L’Orfeo de Monteverdi remonte La Seine Musicale
Le premier chef-d'œuvre du genre est ce soir présenté en version de concert, quoiqu’il y ait une volonté de mise en espace, avec des entrées depuis le public ou des interventions depuis le premier balcon.
Le ténor Valerio Contaldo, compagnon de route fréquent d’Alarcón, interprète le rôle-titre de l’œuvre. Sa voix est ample, avec des couleurs quasi barytonantes, tout en demeurant à l’aise dans les aigus. Il se montre particulièrement convaincu lorsqu’Orphée, parvenu aux Enfers, implore les dieux souterrains de s’apitoyer sur son sort, l’interprète sachant concilier technique et émotion, faisant des trilles à la fin de l’air le reflet des tressaillements qui agitent son personnage et non un simple exercice de virtuosité baroque.
Son Eurydice est incarnée par Mariana Flores, également fidèle partenaire artistique d’Alarcón. D'une présence scénique affirmée, avec une posture des bras évoquant presque une danseuse flamenco, la soprano argentine fait retentir une voix solaire, à l’image de son personnage de muse qui hante le héros même après sa disparition. Celle qui annonce son décès, justement, la Messagère est interprétée par la mezzo Giuseppina Bridelli. Ce rôle assez bref, mais très important d’un point de vue dramatique, est servi par la grande habileté vocale de la chanteuse au timbre mordoré, exprimant le deuil en allant de graves gutturaux jusqu’à des aigus acérés. Une autre mezzo se retrouve aux Enfers, Anna Reinhold, en Proserpine (qui campe également l’Espérance). Elle livre une interprétation tout en finesse, d’une voix demeurant chaude et ample le long des vocalises monteverdiennes.
Quant au mari de Proserpine, Pluton, il est incarné par le baryton Alejandro Meerapfel, qui dispose d’une voix idéalement sombre et caverneuse pour ce personnage, avec un phrasé limpide. Parmi les tessitures graves, Salvo Vitale, qui interprète Charon, impressionne pour la densité et la richesse de son timbre de basso profondo. Autre basse, l’italien Matteo Bellotto (berger) dispose d’un beau timbre boisé. Il s’équilibre bien avec les autres interprètes dans les ensembles, ce qui est également le cas du ténor Alessandro Giangrande (berger, Apollon), qui dispose d’une voix légère et claire, avec une présence scénique idéale pour les moments d’allégresse, de par son emploi jovial (quoiqu’il puisse également exprimer les instants tragiques). Le ténor Nicholas Scott s’avère très présent au fil de l’œuvre, sans détenir de rôle principal, puisqu’il en traverse trois (un berger, un esprit et l’écho). En chacun d’eux, il témoigne d’une belle musicalité, avec sa voix douce et lumineuse. Deux membres du chœur s’en extraient à plusieurs reprises pour des parties solistes. La première est la soprano Estelle Lefort (nymphe), à la voix joliment timbrée et à la diction précise, le second la basse Philippe Favette (esprit), au timbre riche, avec des graves pleins d’autorité.

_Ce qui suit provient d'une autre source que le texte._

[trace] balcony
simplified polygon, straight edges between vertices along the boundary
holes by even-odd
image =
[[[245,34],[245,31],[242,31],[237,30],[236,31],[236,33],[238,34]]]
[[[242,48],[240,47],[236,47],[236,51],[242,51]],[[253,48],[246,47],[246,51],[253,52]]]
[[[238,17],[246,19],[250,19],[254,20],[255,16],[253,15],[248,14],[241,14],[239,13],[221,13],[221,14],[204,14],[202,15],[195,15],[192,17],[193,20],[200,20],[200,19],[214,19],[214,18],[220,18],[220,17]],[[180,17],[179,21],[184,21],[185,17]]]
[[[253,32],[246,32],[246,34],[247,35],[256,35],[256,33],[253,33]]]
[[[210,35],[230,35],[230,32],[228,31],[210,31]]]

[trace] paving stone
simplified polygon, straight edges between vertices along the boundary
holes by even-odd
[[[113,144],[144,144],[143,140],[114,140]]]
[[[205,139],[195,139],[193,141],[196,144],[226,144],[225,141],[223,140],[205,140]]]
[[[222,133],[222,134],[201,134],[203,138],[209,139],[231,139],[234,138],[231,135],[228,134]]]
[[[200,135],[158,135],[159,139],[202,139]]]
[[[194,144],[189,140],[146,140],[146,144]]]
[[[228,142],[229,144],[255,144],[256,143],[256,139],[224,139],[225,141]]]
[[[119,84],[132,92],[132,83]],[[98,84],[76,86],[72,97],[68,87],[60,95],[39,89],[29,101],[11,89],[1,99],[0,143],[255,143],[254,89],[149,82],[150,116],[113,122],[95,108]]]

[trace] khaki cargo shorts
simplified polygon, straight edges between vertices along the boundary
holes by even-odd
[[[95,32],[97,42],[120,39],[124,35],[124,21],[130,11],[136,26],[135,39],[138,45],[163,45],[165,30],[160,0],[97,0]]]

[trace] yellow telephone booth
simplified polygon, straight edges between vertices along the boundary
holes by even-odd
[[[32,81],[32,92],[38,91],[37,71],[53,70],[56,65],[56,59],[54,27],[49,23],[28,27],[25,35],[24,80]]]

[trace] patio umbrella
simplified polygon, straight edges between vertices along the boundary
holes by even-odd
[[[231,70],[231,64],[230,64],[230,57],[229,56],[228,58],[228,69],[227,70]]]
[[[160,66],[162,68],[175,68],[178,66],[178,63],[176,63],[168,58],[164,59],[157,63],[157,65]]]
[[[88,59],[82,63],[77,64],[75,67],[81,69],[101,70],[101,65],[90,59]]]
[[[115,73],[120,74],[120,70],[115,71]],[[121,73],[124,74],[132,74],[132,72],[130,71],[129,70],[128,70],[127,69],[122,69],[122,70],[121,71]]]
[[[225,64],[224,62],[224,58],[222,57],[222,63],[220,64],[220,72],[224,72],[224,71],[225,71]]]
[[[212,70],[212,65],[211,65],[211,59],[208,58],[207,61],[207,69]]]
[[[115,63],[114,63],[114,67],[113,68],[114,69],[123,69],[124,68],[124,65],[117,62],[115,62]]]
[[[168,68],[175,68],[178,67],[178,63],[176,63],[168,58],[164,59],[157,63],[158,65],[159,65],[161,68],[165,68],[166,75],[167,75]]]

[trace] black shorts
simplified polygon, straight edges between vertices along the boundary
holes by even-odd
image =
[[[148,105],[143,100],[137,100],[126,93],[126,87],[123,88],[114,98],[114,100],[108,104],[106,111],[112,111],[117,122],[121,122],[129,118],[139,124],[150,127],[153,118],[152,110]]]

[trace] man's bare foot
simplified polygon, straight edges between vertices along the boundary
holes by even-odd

La Cappella Mediterranea, sous la direction leste et impliquée de Leonardo García Alarcón, interprète le chef-d'œuvre de Monteverdi avec finesse et soin. Les tempi se font assez rapides, notamment dans la fameuse toccata d’ouverture, tout en laissant les nuances de la partition exister, enrichie par la présence des instruments d’époque, comme lorsque la complainte nasillarde des cornets à bouquins évoque les enfers où est piégée Eurydice. Quant au Chœur de chambre de Namur, il s’intègre pleinement dans cet ensemble, bien en rythme, dynamique, tout en gardant un son aérien et léger en accord avec l’esthétique baroque.
Le public se montre plus qu’enthousiaste, les applaudissements poussant les interprètes à faire un bref rappel d’un chœur du Prologue, malgré l’heure avancée. En début de spectacle, Alarcón avait dédié le concert au regretté contre-ténor James Bowman, qui s’est éteint quelques jours auparavant. Cet Orfeo aura été un bel hommage à ce talent disparu.